Expert Tips & Tricks

It only takes 30 minutes to get this easy chickenless chicken noodle soup on the table. That said, you know I’ve got plenty of tips for you:

  • Don’t forget to garnish! Whether that means topping your bowl with fresh parsley or cilantro, fresh cracked pepper, crumbled crackers, or homemade croutons, an edible garnish is an easy way to make your bowl of soup feel extra special.
  • Cook the noodles (or rice or potatoes) separately. There’s nothing quite so disappointing as overcooked pasta or mushy rice or potatoes. Do yourself a favor and keep your starches separate until you’re ready to serve.
  • Raid the freezer aisle to save time! Frozen onions, carrots, and celery often come in a bag together, but even if you buy them all separately, they’re already prepped and ready to use!
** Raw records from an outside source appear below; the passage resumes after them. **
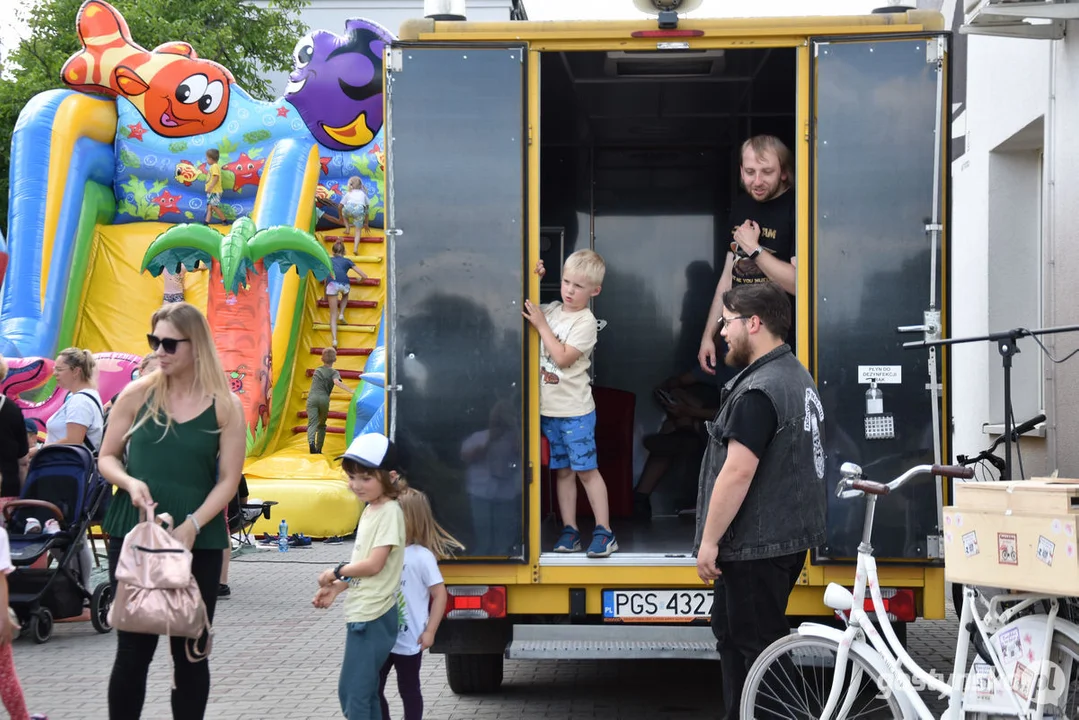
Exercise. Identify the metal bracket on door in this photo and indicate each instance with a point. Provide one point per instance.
(933, 546)
(930, 326)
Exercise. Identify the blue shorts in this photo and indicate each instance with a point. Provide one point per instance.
(572, 442)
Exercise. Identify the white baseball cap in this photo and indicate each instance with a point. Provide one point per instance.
(372, 450)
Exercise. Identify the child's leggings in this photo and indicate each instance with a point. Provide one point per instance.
(408, 684)
(11, 692)
(366, 649)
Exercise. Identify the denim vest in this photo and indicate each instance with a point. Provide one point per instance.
(783, 510)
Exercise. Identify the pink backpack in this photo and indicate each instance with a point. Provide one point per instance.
(155, 592)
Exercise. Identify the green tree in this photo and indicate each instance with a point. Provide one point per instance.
(247, 39)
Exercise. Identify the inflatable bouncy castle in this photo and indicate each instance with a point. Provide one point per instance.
(108, 193)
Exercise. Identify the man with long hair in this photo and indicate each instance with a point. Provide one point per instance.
(762, 230)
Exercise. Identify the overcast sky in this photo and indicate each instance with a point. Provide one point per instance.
(11, 30)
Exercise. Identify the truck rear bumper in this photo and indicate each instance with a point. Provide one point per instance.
(612, 642)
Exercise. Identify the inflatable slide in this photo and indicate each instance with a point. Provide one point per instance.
(108, 194)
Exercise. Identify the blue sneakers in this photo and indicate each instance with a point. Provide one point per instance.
(569, 541)
(603, 543)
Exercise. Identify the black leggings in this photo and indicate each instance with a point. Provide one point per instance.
(135, 652)
(408, 684)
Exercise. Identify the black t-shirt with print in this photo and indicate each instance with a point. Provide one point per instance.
(777, 221)
(752, 422)
(13, 447)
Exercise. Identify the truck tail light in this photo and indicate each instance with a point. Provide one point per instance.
(476, 601)
(898, 603)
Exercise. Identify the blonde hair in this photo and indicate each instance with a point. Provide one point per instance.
(209, 376)
(421, 528)
(80, 360)
(765, 144)
(588, 263)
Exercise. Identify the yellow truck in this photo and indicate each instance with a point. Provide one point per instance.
(509, 143)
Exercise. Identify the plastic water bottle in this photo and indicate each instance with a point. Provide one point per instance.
(874, 399)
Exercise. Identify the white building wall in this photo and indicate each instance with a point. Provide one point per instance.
(1064, 246)
(1015, 241)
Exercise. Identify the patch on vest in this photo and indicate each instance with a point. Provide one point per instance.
(811, 424)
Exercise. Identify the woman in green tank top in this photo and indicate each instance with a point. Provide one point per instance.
(178, 424)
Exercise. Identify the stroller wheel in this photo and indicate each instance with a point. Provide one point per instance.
(99, 605)
(41, 625)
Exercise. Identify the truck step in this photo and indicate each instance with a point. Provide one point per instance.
(612, 642)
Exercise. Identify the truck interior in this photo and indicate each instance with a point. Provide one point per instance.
(639, 161)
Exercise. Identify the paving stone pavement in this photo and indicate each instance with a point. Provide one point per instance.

Storing & Freezing Instructions

Store the noodles and soup in separate containers to prevent the noodles from getting soggy. They’ll keep well in the fridge for up to 4 days.

You can also freeze the soup with or without the noodles by adding it to an airtight container. Let it thaw in the fridge overnight and reheat in a pot on the stove or in the microwave before stirring in or serving over the cooked noodles.

FAQs

What is the best pasta for soup?

Any small, bite-sized pasta noodles will work in vegetable soup. You can even use a gluten free version if you wish! Make sure they’re egg-free noodles to keep this recipe vegan.

How do you make noodles not soggy in soup? 

By cooking the noodles separately from the soup. I like to add the noodles into individual bowls for serving first, and then pouring a ladle full of soup over top. This way, I can easily store both separately and the noodles stay firm.

Where can I buy soy curls?

You can buy soy curls online on Amazon or at your local health food store. Check the Butler Foods website to see if they’re available to you locally.

Are soy curls healthy?

Butler Foods soy curls are certified non-GMO and are also grown without chemical pesticides. They don’t contain any chemicals, additives, or preservatives. In fact, their only ingredient is whole soy beans.

That said, soy curls are more of a processed product (unlike tempeh or even tofu). As a nutritionist, I try to have most of my diet filled with unrefined foods like veggies, fruits, whole grains, and legumes but I don’t obsess over being perfect. It’s okay to have some fun meat alternatives sometimes too!